Both the boy and our friend, along with the victims of recent shootings, have left me reflecting on the need we have of the glorious appearance of our Savior.  Helpless, like a mother, in the face of evils that afflict us, we long for the return of the one who went about doing good, driving out evil spirits, curing the sick and preaching the good news about passing over from death to life.  We urgently need the glory of the Lord to shine upon us and dissipate the darkness in our lives.

Admittedly, not everyone believes as we do.   There are not a few who are confirmed in their atheism, agnosticism, cynicism, skepticism or pessimism because of the existence of evil.  But Jesus came also, or precisely, to call them.  And it is our duty to draw to our yearning for Jesus’ coming those who are different from us, the “Gentiles,” let us say.

To fulfill this responsibility, one does not need to engage in a debate.  Better if one, in imitation of the pagan Magi, acknowledges one’s imperfect knowledge and lives with openness to the truth, pursuing it with humility.  One cannot play Herod, then, insensitive to all revelation, and to the signs of the times, for clinging to power at all costs and locking himself up in his interests, vitiating the search for the truth with his selfishness, assembling people “secretly,” which smacks of something sinister.

Better still that we serve as instruments of the manifestation of the Lord through works of justice and love in behalf of the poor who, seen by the light of faith, represent to us, says St.

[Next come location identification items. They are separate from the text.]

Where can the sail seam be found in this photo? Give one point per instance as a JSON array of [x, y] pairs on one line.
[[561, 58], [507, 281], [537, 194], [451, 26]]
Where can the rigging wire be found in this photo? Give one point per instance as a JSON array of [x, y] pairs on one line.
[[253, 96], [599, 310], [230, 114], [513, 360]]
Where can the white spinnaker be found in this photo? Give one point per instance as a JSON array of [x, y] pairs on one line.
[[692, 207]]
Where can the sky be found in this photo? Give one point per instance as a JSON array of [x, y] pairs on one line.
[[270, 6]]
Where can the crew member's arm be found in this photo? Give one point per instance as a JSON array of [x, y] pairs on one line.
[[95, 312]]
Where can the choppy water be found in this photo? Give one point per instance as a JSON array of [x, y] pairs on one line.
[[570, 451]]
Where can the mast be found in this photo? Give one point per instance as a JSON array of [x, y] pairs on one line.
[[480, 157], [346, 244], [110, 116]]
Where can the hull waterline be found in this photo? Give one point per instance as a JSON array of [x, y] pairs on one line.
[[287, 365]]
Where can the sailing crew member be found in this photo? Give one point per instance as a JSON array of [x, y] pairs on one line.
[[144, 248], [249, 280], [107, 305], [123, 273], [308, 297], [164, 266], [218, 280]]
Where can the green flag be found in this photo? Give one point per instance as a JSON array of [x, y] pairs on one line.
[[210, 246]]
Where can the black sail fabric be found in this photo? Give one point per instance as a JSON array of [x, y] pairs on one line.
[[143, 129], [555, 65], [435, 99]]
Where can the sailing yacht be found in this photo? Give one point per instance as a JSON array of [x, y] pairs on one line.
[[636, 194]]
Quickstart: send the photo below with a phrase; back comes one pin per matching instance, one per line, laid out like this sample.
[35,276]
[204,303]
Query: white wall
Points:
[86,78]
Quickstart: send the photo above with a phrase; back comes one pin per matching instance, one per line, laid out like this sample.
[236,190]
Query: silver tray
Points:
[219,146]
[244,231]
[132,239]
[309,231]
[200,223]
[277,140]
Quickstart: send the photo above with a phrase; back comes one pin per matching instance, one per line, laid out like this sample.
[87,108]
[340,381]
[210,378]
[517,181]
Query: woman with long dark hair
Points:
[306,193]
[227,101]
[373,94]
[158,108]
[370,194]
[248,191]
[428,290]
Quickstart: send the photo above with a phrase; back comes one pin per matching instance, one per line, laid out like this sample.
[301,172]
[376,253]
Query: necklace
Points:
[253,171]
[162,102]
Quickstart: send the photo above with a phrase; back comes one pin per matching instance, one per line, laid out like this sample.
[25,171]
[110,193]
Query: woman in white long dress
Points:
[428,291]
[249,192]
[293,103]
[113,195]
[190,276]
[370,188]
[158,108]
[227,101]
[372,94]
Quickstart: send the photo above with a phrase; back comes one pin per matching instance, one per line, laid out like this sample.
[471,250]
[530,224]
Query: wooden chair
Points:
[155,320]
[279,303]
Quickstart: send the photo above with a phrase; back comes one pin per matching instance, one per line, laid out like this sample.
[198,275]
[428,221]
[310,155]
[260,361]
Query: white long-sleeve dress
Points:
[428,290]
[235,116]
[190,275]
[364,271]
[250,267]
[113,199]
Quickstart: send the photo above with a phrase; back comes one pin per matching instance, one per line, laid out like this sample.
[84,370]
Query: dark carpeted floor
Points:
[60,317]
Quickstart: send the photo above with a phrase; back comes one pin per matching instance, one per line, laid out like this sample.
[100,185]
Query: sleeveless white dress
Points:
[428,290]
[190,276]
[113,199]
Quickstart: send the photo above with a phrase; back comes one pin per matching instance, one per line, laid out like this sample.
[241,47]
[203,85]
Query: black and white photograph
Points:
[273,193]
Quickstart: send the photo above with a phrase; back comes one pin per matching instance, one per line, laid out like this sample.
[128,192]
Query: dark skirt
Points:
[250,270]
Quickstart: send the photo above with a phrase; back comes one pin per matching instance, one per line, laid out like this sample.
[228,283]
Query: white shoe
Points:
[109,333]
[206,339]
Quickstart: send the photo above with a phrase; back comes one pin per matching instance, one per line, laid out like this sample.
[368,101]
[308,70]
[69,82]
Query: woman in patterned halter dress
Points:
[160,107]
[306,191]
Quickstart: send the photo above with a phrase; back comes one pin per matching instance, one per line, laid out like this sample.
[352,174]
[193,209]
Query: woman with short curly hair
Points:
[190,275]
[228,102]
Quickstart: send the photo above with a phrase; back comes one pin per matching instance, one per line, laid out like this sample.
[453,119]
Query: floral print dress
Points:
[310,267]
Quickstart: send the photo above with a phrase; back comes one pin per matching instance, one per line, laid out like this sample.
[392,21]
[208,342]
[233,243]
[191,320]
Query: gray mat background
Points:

Vincent de Paul, the Son of God [1].  It is through the good Samaritan, through those who “leave God for God”—like the one who went out of the sanctuary and those who forewent their kneeling down in prayer—that the one who hears the cry of the poor is made manifest, not through either the priest or the Levite or those who might have wished that the Mass were not interrupted.

In the Lord’ Supper, the body of Christ is manifestly discerned when those in need are given attention.  This is the Christmas gift that best indicates who Jesus is.